Nadie más se quiere, nadie más lo ve bien, tan culpable como
delgada, tan criticada como añorada… Todo lo que tocas lo destruyes, todo lo
que miras se marchita, sabes que no eres nada, tan inútil, tan destructiva. ¿Me
han creado solo para matar? Porque soy odiada incluso sin hacer nada.
Heme aquí llamada, ser denominado monstruo.
Ni por mucho que me busquen, ni por mucho que me digan
cambiará, porque contaminada hasta la médula se quedará, mi ser tan marchito,
tan prejuzgado sin pararse, enhorabuena nosotros nos destruimos, y la culpa me
la llevo yo, un ser que jamás quiso esto.
El mundo me observa, se ríen, me adoran, me odian. Soy la
causa del sufrimiento, soy horrible.
Mis lamentos heridos no llegan a ningunos oídos, aquí estoy,
encerrada en este mundo, en esta Tierra, creada porque sí, con intereses en
común, con el afán de unir, pero solo ha pasado la destrucción. Soy un ser
superior. Soy un ser que supera la amabilidad y la pisotea.
Así soy yo, vieja.
Fea.
Basura.
Alegría.
Un capricho de
unos seres que manipulan estos hilos hasta que no quede nada.
Grítame y sácame de está, impídeme que destruya todos los
seres débiles que intentan florecer en su primavera. Yo no quiero que todos me
hagan quedar de mala…
Yo quiero volver a ser como era antes.
Estoy aquí, siendo cambiada, siendo utilizada, encerrada en
un mundo sin control, que empeora cada vez más, soy yo. La causante de su
dolor.
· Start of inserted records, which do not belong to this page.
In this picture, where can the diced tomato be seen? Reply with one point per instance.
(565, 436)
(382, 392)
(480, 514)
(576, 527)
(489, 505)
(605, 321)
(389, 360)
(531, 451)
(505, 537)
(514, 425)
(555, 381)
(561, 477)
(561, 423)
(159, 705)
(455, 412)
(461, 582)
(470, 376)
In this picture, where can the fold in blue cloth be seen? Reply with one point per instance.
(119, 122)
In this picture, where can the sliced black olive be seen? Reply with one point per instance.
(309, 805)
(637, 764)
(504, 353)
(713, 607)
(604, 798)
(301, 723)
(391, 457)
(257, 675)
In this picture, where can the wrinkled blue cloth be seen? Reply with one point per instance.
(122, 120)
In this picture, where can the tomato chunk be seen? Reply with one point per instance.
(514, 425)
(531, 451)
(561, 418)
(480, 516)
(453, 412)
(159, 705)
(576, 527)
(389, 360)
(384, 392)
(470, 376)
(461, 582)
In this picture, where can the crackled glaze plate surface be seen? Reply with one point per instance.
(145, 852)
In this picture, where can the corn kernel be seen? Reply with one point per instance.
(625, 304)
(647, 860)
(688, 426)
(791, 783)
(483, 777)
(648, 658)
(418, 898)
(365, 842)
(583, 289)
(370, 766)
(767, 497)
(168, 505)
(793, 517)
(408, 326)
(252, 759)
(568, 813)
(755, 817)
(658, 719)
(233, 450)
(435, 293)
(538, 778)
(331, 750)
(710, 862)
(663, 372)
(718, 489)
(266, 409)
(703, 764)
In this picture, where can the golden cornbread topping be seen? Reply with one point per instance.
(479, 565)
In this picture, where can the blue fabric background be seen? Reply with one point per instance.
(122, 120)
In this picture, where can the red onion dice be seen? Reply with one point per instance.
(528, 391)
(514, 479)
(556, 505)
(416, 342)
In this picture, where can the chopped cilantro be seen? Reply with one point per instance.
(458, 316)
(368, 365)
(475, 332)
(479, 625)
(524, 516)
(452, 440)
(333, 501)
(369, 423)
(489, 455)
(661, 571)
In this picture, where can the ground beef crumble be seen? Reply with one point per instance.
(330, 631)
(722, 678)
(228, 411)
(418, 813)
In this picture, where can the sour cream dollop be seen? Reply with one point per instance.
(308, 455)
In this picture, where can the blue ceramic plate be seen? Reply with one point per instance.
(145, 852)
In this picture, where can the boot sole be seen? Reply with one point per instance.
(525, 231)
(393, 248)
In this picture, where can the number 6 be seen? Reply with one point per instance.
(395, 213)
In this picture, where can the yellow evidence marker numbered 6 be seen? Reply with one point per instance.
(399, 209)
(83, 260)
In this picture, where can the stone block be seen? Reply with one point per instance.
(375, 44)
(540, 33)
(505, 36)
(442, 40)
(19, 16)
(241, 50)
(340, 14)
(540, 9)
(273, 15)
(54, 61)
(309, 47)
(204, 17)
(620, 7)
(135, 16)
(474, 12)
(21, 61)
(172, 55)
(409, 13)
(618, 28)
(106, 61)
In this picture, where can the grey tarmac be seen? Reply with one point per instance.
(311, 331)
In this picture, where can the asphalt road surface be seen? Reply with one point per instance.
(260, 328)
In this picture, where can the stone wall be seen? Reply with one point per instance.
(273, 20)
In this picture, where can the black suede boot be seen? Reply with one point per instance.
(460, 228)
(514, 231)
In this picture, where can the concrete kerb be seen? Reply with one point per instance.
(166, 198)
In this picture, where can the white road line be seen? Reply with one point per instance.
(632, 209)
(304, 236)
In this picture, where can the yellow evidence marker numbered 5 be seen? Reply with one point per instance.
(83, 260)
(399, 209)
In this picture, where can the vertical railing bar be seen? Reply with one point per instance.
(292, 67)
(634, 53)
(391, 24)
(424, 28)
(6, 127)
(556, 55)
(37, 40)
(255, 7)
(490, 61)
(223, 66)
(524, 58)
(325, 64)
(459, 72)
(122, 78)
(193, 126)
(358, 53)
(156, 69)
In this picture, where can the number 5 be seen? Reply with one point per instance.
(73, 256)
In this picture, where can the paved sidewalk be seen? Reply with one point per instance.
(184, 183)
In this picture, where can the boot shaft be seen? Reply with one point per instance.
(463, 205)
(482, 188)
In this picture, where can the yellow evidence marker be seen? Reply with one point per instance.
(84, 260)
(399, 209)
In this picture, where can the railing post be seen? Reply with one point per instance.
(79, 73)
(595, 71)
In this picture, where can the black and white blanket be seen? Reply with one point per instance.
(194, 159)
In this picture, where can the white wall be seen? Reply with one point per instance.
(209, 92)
Y tranquilo mundo, seguirá e irá a peor. Ya no pudo parar.
La reacción en cadena me destruyó.
Soy
el monstruo llamado Sociedad.
Soy la pesadilla que destruyó a los débiles
con prejuicios y módulos de perfección y dolor, soy yo, quien mató la bondad de
los corazones.
Corrupta.
Dolorosa.
Se
acabó.
Soy
un monstruo.
Me
llamo Sociedad, y mi historia aún no ha empezado y ya terminó el cuento feliz, ya nada es fantástico para la historia, me han jodido, me he jodido.
Soy
un juego que destruirá todo a su paso llenándolo de atrasos.